As we look to recognise World Day of Remembrance for Road Traffic Victims, this Sunday, 20 November, I’d like to urge motorist to put safety first as I share below some the latest data from the Department of Transport and Main Roads which reveals 249 people have died as a result of a car crash on our state’s roads to date this year. This worrying number is five more than for the same time last year, and 31 greater than the previous five-year average for the same period.
As we prepare to pay our respects for these and all victims of traffic incidents, it’s incredibly concerning to see that Queensland is on track to have its worst annual road toll in more than a decade. In addition, the figures for North Queensland are particularly concerning, with the region currently contributing almost 40 per cent of the state’s total fatal motor vehicle accidents.
It’s difficult to know why there has been such an increase, however research from the Australia Road Safety Foundation indicates it’s likely that the impact of Covid lockdowns and border closures for nearly two years may have resulted in drivers becoming complacent on our roads.
While many injuries are caused by speeding and drink driving, distraction when driving is now one of the leading causes for motor vehicle accidents accounting for 30 to 40 per cent of all serious and fatal crashes on Australian roads.
As the state’s road toll continues to climb, we see the consequences of carelessness on Queensland roads, with our firm opening numerous motor vehicle injury related claims every week.

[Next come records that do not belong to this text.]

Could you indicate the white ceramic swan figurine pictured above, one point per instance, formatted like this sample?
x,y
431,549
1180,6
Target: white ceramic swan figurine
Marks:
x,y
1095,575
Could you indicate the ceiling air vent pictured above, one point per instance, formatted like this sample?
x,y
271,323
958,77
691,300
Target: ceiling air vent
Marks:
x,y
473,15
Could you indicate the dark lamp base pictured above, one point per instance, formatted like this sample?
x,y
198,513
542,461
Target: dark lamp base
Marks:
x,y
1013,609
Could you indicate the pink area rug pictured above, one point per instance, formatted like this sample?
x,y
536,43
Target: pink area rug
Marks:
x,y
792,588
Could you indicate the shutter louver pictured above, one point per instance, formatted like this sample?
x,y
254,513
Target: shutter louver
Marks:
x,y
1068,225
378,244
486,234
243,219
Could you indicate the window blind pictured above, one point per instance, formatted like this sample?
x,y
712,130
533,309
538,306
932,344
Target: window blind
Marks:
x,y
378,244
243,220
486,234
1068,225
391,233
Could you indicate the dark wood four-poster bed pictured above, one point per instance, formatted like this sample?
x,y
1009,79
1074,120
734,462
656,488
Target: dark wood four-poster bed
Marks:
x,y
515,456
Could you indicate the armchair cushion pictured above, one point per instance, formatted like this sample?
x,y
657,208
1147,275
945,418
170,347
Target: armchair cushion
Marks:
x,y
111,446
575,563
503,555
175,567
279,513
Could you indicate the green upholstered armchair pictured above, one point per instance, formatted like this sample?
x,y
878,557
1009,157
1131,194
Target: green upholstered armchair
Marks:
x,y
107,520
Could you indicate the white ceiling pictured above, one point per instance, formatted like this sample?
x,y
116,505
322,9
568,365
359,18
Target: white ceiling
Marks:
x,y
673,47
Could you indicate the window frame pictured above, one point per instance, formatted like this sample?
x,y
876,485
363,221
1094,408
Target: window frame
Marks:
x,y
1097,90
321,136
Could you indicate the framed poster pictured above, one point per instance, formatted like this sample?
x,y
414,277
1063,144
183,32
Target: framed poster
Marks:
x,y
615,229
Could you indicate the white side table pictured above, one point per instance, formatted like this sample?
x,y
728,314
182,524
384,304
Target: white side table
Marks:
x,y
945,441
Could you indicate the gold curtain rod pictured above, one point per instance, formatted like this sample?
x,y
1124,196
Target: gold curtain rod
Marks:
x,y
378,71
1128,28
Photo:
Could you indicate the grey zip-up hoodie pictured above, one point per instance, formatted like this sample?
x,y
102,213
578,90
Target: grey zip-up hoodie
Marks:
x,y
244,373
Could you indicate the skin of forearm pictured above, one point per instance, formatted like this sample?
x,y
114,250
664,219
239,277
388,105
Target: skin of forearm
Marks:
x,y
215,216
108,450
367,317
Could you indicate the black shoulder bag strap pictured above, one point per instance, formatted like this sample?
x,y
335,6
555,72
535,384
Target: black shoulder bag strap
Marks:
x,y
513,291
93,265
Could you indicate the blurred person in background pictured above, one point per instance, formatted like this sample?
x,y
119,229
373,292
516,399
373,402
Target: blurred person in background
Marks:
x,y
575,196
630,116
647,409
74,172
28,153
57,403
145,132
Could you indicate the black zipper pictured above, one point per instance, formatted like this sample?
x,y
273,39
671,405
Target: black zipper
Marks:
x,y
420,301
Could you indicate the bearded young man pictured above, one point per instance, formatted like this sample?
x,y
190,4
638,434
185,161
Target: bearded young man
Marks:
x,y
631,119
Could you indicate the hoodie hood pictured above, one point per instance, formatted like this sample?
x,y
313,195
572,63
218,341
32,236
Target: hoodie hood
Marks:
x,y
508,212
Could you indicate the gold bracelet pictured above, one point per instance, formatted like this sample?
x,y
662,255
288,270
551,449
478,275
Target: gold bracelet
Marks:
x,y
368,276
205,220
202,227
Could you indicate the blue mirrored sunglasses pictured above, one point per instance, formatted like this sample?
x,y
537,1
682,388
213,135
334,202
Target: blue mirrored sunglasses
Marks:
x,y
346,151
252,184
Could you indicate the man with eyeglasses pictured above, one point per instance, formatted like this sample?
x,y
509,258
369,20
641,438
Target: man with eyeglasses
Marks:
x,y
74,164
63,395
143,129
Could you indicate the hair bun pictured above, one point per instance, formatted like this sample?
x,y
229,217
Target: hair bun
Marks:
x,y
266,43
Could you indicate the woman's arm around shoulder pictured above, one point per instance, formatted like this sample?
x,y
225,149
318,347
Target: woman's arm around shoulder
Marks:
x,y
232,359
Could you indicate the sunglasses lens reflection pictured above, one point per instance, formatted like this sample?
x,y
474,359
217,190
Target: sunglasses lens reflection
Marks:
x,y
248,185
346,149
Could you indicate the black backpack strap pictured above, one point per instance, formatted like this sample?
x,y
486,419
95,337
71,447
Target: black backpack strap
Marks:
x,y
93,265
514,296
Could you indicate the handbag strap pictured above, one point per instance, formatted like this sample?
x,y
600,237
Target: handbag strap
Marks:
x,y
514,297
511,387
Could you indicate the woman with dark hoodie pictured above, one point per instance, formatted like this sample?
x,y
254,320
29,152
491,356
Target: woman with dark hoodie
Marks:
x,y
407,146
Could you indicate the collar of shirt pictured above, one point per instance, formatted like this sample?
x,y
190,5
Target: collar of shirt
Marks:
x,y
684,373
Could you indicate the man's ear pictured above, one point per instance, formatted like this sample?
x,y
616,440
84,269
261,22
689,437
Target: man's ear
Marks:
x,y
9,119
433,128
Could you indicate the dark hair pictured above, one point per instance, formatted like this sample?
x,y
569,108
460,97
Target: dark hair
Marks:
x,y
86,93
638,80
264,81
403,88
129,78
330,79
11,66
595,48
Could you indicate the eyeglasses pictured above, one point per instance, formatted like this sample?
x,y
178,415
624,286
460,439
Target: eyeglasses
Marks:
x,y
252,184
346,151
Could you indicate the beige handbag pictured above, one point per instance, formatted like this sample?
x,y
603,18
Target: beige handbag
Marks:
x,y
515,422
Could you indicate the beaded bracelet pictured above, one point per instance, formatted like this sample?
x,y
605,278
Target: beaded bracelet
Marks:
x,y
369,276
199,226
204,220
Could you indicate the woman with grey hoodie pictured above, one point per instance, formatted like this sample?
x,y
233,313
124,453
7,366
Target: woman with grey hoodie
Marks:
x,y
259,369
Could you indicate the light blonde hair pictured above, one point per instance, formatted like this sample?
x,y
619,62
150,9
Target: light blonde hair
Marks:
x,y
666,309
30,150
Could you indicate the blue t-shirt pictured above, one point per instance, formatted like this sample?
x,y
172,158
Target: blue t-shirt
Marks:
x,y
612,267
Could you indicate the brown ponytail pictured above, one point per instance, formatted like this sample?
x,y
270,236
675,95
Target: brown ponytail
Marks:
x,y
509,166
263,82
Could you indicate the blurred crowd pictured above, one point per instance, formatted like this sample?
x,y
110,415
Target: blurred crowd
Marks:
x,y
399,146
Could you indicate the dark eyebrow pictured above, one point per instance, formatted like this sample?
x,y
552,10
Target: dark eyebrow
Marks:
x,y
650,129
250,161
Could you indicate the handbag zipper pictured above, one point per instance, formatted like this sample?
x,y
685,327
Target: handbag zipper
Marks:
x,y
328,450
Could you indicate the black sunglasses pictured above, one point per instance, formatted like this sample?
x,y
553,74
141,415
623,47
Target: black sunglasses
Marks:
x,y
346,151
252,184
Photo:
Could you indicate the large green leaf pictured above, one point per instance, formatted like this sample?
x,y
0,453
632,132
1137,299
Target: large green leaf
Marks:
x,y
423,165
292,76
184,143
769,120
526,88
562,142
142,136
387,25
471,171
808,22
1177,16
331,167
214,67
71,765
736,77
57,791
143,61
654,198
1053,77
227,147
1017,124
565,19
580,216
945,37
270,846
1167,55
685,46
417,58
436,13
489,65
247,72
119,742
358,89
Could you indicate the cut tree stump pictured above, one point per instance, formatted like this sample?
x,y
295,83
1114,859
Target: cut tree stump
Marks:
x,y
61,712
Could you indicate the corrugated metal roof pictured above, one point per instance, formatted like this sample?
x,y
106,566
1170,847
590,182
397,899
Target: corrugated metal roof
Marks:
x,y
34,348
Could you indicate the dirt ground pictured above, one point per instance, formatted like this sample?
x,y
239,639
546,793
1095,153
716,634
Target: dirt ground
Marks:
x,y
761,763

While there was a drop in Compulsory Third Party (CTP) claims during Covid and the various associated lockdowns, since restrictions have been lifted, we have seen an increase in the number of CTP claims across the Cairns region to higher than they were before Covid.
For more than a decade I have been assisting people who have been injured in motor vehicle accidents on roads within the Cairns region and while many of these accidents occur at low speed in built-up areas, the accidents that occur on the various ranges and highways within the region account for the most serious injuries and fatalities.
When put under the microscope, data from the Motor Accident Insurance Commission (MAIC) revealed Townsville region accounted for 531 CTP claims while Cairns, with a population significantly less than its southern counterpart, accounted for 631.
It is hard to say exactly why we have more accidents in Cairns over Townsville however, data tells us that one of the major contributors to motor vehicle accidents is road condition and you don’t have to travel too far outside of the Cairns CBD to end up on roads that are narrow, unsealed or in poor condition. The Cairns region is vast and covers some 1,687 square kilometres. Many of the roads within our regions are country roads that lack safety barricades, are lined with trees and don’t have the safety features of roads within built-up metropolitan areas. These figures serve as a timely reminder to be more vigilant when getting behind the wheel.
I have spent more than a decade working with victims of motor vehicle accidents and I have seen first-hand that the impact for these victims goes far beyond the physical injuries. Too often, victims of road accidents are left with devastating — and often permanent — injuries. There is a toll taken on their employment, financial security, relationships and mental health. The journey to rebuild their lives after an accident can be very long and difficult.
I would encourage all road users to use this International Day of Remembrance to reflect on their driving habits and avoid taking risks that could cost them or another person their lives. Take care on our roads, drive to the conditions and avoid distractions.